Try these three things
Once you're in, you're not just chatting — you're driving the loop. Try:
Summarize the files in my current folder— watch it call a tool, read the result, then answer. That's the loop./tools— see the toolbox the model is allowed to reach for (Module 3)./skills— see the procedural knowledge it can load on demand (Module 4).
Where everything lives
Two locations matter, and keeping them straight prevents 90% of beginner confusion:
| Location | What it is |
|---|---|
| the repo (the clone) | The program — the agent's source code. You read this to understand how it works and to contribute changes upstream. |
~/.hermes/ | Your data — config, secrets, memories, skills, scheduled jobs, conversation database. This is where your stuff lives and where most of your hand-authored extensions go. |
Inside ~/.hermes/ you'll meet these again throughout the series: config.yaml (settings), .env (secrets), memories/ (Module 5), skills/ (Module 4), cron/ (Module 6), and state.db (the SQLite database of every conversation).
Key takeaways
- An agent is a loop: think → call a tool → see the result → repeat → answer.

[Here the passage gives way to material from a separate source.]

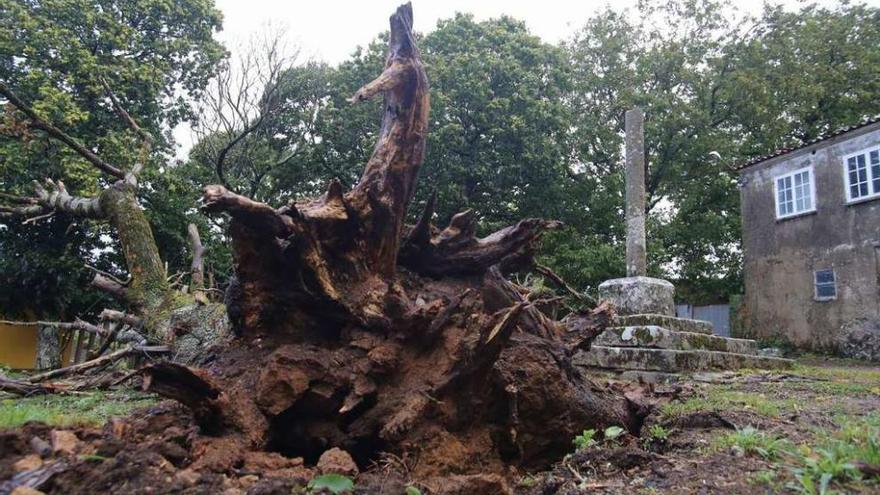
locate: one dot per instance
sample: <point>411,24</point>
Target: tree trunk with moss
<point>357,331</point>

- Hermes is self-hosted, model-neutral, MIT-licensed, and built to live on many platforms.
- Its standout trait is a self-improving learning loop (skills + memory).
- You extend it at the edges (skills, tools, plugins, MCP), not by growing the core.
- The repo = the program; ~/.hermes/ = your data and your extensions.
Quick check — A friend says "Hermes is just a wrapper around ChatGPT." What's the most important correction?
Answer: Two things. (1) It's not tied to one model — it's provider-neutral and runs on local/open models with no code change. (2) More fundamentally, it's not a chat wrapper at all — it's a loop that calls tools and acts, with memory and scheduling. The chat box is just one of several ways to talk to it.
Pair with your AI — this whole tutorial assumes you'll be working alongside an AI assistant. Clone the repo and let it read the real files with you. Try: "I cloned github.com/NousResearch/hermes-agent. Give me a guided tour of the top-level folders (agent/, tools/, skills/, gateway/, cron/) — one sentence each. I'm a product builder, keep it conceptual."